Senior US State Department officials accused Iran of not taking negotiations on limiting nuclear technology seriously and using the revival of the Joint Comprehensive Plan of Action as an excuse to expand its nuclear program.
The officials conceded in a teleconference with news outlets including Arab News Saturday that although President Joe Biden views Iran’s conduct as “not acceptable,” the administration is focused on reviving talks rather than pursuing tougher measures or an expansion of sanctions.
During the past five-and-a-half months, they said, while telling JCPOA negotiators in Vienna that they are “getting ready,” Iran was instead preparing to double their enriched uranium capacity and nuclear capabilities.
“We have been waiting patiently for five-and-a-half months. The Iranian government said that it needed time to resume the talks on a mutual return to compliance of the JCPOA, and I think what we have seen over the last week or so is what ‘getting ready’ meant for them,” one official said.
“It meant continuing to accelerate their nuclear program in particularly provocative ways, and their latest provocation as reported by the IAEA Wednesday, while we were still in the middle of talks, was to prepare for the doubling of their production capacity of 20 percent enriched uranium at Fordo.

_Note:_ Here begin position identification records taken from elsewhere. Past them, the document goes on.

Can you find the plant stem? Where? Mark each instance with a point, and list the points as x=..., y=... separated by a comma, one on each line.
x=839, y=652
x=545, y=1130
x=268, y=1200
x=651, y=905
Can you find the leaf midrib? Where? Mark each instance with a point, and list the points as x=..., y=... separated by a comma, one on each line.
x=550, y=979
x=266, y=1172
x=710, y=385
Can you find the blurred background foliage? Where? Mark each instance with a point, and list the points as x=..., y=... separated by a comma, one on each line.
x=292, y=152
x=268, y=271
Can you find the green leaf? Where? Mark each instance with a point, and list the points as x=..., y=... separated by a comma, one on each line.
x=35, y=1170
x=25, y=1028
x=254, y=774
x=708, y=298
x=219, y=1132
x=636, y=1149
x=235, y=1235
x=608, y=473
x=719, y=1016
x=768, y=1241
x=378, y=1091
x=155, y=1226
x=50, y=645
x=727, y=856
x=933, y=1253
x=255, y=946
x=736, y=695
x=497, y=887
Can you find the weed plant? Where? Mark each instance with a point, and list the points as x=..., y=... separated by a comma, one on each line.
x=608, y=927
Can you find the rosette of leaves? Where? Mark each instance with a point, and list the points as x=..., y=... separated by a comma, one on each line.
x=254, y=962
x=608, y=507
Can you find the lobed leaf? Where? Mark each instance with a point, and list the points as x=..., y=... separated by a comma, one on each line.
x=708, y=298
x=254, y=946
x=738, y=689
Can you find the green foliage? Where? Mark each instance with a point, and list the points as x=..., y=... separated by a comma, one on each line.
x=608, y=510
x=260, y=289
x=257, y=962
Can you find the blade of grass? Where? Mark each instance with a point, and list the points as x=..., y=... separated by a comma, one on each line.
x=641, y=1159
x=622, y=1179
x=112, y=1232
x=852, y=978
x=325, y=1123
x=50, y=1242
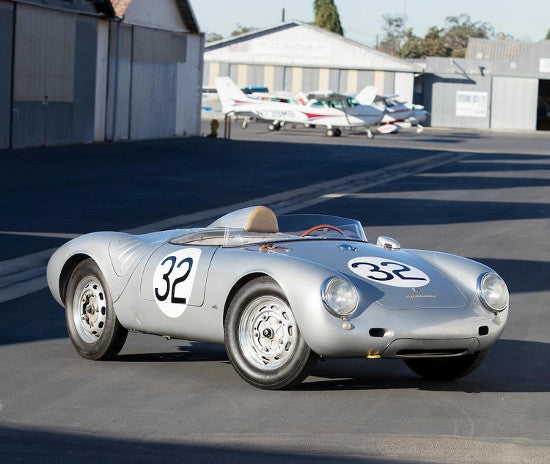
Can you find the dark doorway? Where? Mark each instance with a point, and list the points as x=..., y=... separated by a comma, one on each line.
x=543, y=106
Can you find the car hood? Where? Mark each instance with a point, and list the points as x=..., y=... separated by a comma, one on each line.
x=396, y=279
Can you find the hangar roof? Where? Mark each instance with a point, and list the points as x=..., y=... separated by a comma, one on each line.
x=118, y=8
x=296, y=43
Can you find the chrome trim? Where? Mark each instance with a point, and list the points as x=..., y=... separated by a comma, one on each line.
x=388, y=243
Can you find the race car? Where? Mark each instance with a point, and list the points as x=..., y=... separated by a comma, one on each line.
x=281, y=293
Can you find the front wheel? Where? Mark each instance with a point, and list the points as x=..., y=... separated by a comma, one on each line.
x=262, y=338
x=91, y=321
x=447, y=368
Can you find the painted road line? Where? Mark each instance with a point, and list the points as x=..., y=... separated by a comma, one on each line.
x=26, y=274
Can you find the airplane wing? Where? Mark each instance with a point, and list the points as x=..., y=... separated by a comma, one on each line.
x=367, y=95
x=325, y=95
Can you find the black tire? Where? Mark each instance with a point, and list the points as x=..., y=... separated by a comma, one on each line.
x=447, y=369
x=91, y=321
x=260, y=306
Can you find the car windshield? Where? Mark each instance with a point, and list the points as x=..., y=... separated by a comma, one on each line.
x=291, y=227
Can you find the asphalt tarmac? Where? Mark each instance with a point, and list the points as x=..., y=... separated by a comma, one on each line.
x=481, y=195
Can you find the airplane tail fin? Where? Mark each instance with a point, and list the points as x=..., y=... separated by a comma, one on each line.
x=367, y=95
x=229, y=93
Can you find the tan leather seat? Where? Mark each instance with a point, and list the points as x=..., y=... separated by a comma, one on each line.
x=262, y=219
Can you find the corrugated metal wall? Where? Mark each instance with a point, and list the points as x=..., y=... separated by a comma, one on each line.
x=295, y=78
x=84, y=79
x=44, y=65
x=6, y=50
x=514, y=103
x=155, y=59
x=118, y=87
x=70, y=70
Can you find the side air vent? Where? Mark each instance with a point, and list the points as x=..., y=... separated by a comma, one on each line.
x=379, y=332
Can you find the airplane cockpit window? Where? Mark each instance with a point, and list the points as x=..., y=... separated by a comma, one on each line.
x=318, y=104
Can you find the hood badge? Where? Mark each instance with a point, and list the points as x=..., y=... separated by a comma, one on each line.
x=346, y=247
x=273, y=248
x=416, y=294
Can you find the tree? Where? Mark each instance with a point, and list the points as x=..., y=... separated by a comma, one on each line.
x=394, y=27
x=326, y=16
x=413, y=46
x=460, y=29
x=213, y=37
x=243, y=30
x=434, y=44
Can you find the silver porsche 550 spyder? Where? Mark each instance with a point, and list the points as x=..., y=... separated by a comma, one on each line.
x=281, y=293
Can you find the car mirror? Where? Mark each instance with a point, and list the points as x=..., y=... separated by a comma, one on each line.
x=388, y=243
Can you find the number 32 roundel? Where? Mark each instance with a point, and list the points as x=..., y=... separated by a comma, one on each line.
x=173, y=280
x=388, y=272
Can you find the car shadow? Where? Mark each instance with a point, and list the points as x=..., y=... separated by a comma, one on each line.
x=511, y=366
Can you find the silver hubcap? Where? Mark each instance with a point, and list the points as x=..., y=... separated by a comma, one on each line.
x=267, y=332
x=89, y=309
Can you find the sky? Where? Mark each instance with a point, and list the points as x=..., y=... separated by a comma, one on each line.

“What ‘getting ready’ meant was to continue stonewall the IAEA despite efforts by all of the P5+1, (and) constructive efforts to find a way forward between Director General Grossy and Iran.”
The P5+1 refers to the UN Security Council’s five permanent members — China, France, Russia, the UK and the US, plus Germany.
Iran is seeking to “walk back” all past compromises during the unproductive six rounds of talks, while asking for more concessions, he said.
“In other (words), not come back with a serious proposal about how we could resume mutual compliance with the JCPOA but raising issues that go beyond the JCPOA,” the official said.
Although US Secretary of State Anthony Blinken has said in the past that Biden will not “accept the situation in which Iran accelerates its nuclear program and slow walks its nuclear diplomacy,” the State Department outlined no plans to step up pressure to force Iran to take the talks seriously.
He said he is unsure when JCPOA talks in Vienna will resume, adding: “The date of those talks, the date of that resumption, matters far less to us than whether Iran will come with a serious attitude prepared to negotiate seriously. If they are, they will find a very serious counterpart on the other side, which is the United States, but we will have to wait and see if they take that position. But so far, what we have seen in Vienna in their nuclear program and in their dealings with the IAEA unfortunately suggest the opposite.”
The State Department official brushed aside questions regarding China, which has violated the sanctions by purchasing Iranian crude oil.
“If Iran kills the JCPOA, then other sanctions would come into effect,” he said, declining to detail those actions.
Asked if Biden needed to “calm” the concerns of Israel, which has a huge cache of nuclear weapons, or if there are concerns Israel might respond with a military strike to any Iranian increase in activity, the official said: “We don’t view our job as to calm Israel down … Our job is to work together towards our common objective.
“Israel is sovereign country and makes its own decisions, but we think we are stronger when we act together.”